Monsieur le Ministre,
Votre prise de parole concernant les troubles survenus à Kinshasa appelle une réponse ferme, tant elle illustre, une fois de plus, une diplomatie de complaisance et une politique du « deux poids, deux mesures » devenue illisible.
Parfois, le silence est d'or ; une intervention de trop ne fait qu'entamer un peu plus une crédibilité déjà largement fragilisée.
Vous semblez vous enfermer dans une approche d’indignation sélective et le "deux poids, deux mesures"
Il est fascinant d'observer la promptitude avec laquelle la diplomatie belge monte sur ses grands chevaux lorsqu'il s'agit de pointer du doigt et avec emphase la Russie et d’autres nations considérées par le Gouvernement belge comme des états totalitaires comme l’Iran…
Pourtant, cette même vigueur s'éteint subitement, remplacée par un mutisme prudent, dès lors que les intérêts ou les actions des États-Unis sont en jeu.
En somme, cette géométrie variable dans l'indignation décrédibilise la voix de la Belgique sur la scène internationale.
L'hypocrisie de la "confiance" en la justice congolaise
Affirmer aujourd'hui, avec une indécence rare, que vous faites « confiance à la justice de la RDC » pour faire la lumière sur ces événements relève du comble du cynisme. De quelle justice parlez-vous ?

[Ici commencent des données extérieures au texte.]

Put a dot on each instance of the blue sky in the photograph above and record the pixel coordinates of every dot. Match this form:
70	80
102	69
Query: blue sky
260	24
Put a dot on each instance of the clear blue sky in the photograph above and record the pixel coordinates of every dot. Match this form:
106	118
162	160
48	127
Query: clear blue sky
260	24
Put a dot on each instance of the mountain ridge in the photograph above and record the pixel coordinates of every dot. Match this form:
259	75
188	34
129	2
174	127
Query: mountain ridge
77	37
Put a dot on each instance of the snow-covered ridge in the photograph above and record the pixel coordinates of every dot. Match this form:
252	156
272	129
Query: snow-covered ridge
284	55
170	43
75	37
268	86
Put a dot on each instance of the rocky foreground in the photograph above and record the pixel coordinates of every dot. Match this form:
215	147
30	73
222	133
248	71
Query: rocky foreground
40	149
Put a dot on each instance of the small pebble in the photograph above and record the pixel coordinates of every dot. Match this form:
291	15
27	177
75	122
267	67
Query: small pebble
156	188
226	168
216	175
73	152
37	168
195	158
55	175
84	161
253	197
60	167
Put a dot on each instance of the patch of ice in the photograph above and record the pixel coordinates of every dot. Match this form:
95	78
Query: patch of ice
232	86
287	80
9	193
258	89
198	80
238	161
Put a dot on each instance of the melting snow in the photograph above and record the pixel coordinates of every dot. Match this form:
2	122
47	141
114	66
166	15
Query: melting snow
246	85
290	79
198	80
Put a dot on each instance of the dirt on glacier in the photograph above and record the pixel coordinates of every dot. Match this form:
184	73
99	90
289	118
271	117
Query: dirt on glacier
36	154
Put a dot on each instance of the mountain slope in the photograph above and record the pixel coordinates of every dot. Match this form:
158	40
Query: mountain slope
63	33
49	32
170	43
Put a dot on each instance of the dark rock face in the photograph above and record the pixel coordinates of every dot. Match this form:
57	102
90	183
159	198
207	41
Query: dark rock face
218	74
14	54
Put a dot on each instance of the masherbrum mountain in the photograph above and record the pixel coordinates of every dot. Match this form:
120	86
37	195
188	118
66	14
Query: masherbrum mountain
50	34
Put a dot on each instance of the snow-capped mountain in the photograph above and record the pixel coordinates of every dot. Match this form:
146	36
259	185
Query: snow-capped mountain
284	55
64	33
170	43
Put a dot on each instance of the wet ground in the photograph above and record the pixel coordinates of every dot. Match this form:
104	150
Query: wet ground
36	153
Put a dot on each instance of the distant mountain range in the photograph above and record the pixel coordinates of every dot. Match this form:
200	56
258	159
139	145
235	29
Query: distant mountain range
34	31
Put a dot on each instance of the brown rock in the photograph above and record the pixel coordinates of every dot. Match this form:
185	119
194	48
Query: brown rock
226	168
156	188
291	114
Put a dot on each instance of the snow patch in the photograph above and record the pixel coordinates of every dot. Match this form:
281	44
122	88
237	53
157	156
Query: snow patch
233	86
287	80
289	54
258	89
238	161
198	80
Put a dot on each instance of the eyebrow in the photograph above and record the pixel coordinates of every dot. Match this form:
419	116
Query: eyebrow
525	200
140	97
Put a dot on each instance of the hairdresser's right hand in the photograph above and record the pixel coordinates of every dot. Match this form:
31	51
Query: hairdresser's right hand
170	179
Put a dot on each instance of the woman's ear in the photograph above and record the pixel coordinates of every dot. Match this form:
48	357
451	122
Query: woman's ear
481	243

Pour Rappel et Mémoire, vous souvenez-vous encore de l'affaire Chérubin Okende :
Le rapport médico-légal sur la mort suspecte de Chérubin Okende, pourtant réalisé avec l'appui d'un expert belge, n'a jamais été rendu public. Les rumeurs de couloir et les faits suggèrent une recommandation et une connivence de haut niveau en Belgique et en RDC pour étouffer ce dossier.
« Le "pseudo-suicide" de Kinshasa : »
Qu'en est-il de la mort suspecte, qualifiée un peu trop vite de suicide, de l'informaticien belge à Kinshasa durant les élections présidentielles de 2023 ? Là encore, l'omertà institutionnelle l'a emporté sur la quête de vérité.
Demander aujourd'hui une « enquête objective » aux autorités congolaises alors que la Belgique elle-même participe à l'opacité de dossiers capitaux est une posture d'une profonde hypocrisie.
Des principes démocratiques déconnectés du réel:
« Les débordements violents, l’usage excessif de la violence [...] n’ont pas leur place en démocratie. »
Certes, le rappel de ces principes est louable sur le papier. Mais venant d'une diplomatie qui s'accommode des pires dérives dès lors que ses intérêts ou ceux de ses puissants alliés sont préservés, ces mots sonnent creux.
La liberté de manifester et le respect des lois ne peuvent être défendus efficacement par ceux qui pratiquent l'indignation sélective.
Avant de donner des leçons de démocratie et d'exiger la lumière sur les responsabilités des violences à Kinshasa, la diplomatie belge s'honorerait à balayer devant sa porte, à faire toute la clarté sur ses propres zones d'ombre en RDC, sa complaisance envers les dérives dictatoriales de Félix Tshisekedi et à abandonner sa rhétorique à double standard.